The disease got its name from the Potomac River, where the route of infection was first identified. It first appeared in northwest Wyoming in 2002.
Fernandez was new to the area when her horse Lillie contracted PHF, and she didn’t know anything about it. The horse showed mild symptoms, but then died of it three days later. A second horse contracted the disease, she said, but he recovered within a week.
Since then, she’s been talking to people in the community about horses that have died and why, which is how she estimates 75 horse deaths from the disease in the Powell area.

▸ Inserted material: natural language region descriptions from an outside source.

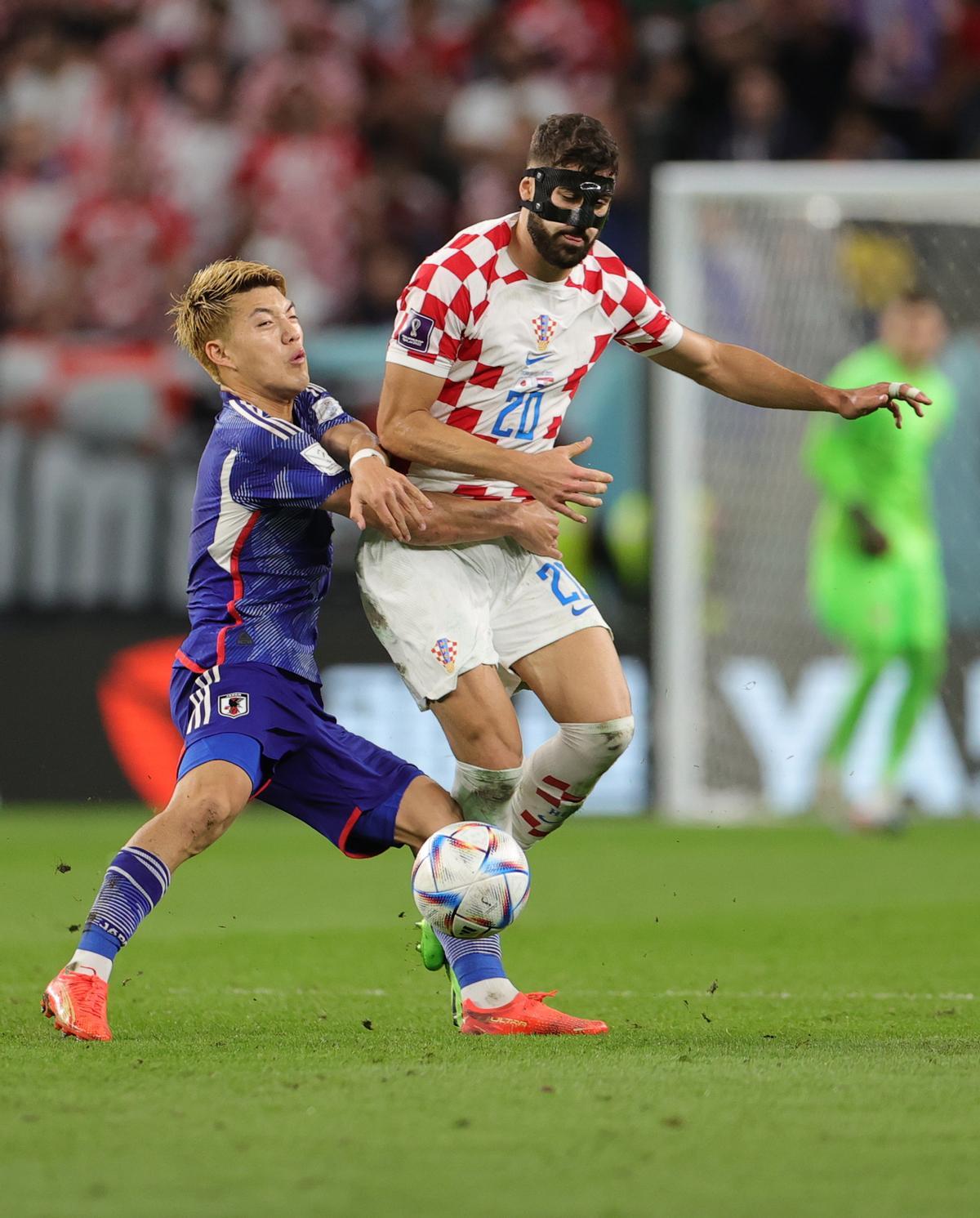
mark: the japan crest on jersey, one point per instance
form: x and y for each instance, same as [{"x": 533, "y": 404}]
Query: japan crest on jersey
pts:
[
  {"x": 233, "y": 706},
  {"x": 545, "y": 329}
]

She said the reason horse owners aren’t more alarmed about the disease is because it’s not a reportable illness, meaning veterinarians don’t have to report it. Also, people who have lost horses don’t get them tested for the disease.
Potomac horse fever also isn’t contagious, so one horse can’t give it to another. Fernandez said that’s part of the reason for it not receiving as much attention as other equine health risks.

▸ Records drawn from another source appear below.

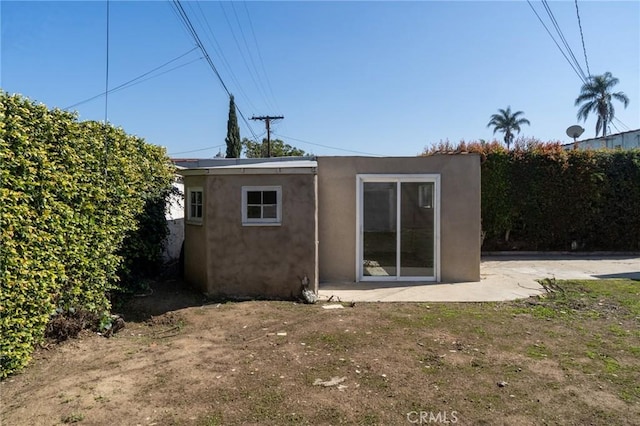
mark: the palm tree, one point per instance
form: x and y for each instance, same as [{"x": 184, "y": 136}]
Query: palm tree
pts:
[
  {"x": 595, "y": 96},
  {"x": 507, "y": 123}
]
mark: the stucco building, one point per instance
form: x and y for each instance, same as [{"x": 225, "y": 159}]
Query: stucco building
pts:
[{"x": 259, "y": 228}]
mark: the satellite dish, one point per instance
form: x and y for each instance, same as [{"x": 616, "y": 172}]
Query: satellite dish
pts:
[{"x": 575, "y": 131}]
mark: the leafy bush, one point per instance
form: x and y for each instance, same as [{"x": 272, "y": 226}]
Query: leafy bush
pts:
[
  {"x": 540, "y": 197},
  {"x": 71, "y": 194}
]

She said in many cases people who have lost horses to the disease think the horses died of colic because it has similar symptoms.
“And it may very well be colic, but it could be Potomac [horse fever], depending on the time of year,” Fernandez said.
The symptoms of PHF include mild colic, fever, lack of appetite, watery diarrhea and laminitis, an inflammation and damage of the tissue between the hoof and the underlying coffin bone.
As the disease progresses, the symptoms become more severe.
Spread By Insects
Scott Schell, an entomologist with the University of Wyoming Extension Service, said he first became aware of the disease when Fernandez brought it to his attention.
He worked with experts with the state of Wyoming and Wyoming Farm Bureau to put together an information poster about the disease.
The disease is spread by aquatic insects — including the mayfly, dragonfly and caddisfly — when they hatch in water, primarily in the spring and summer.
The insects also are attracted to security lights on barns. When they die, they can fall in the horse’s water.
The horses then ingest the insects by drinking the water or eating hay with the bugs on it.
Schell said there’s a vaccine for the disease, but it was developed for the eastern strain of the disease.
“It doesn't work as well on the strain that is here in Wyoming,” Schell said.
The vaccine, however, does provide protection, he said. As with any vaccine, it’s imperfect, but it will minimize the impact of the disease and increase the chance that the horse survives should it become infected.
Fernandez said she vaccinates all her horses for the disease.
Hasel told Cowboy State Daily that she hasn’t heard reports of any outbreaks in the state this year. It’s typically seen in the western part of the state, primarily around Pinedale, Uinta County, and the Cody and Powell area.
The best way to keep horses from getting the disease is to reduce the risks. This means turning off barn lights in the summer nights.
Fernandez said she also doesn’t let her horses out on the pasture where they might eat grasses with the insects on it.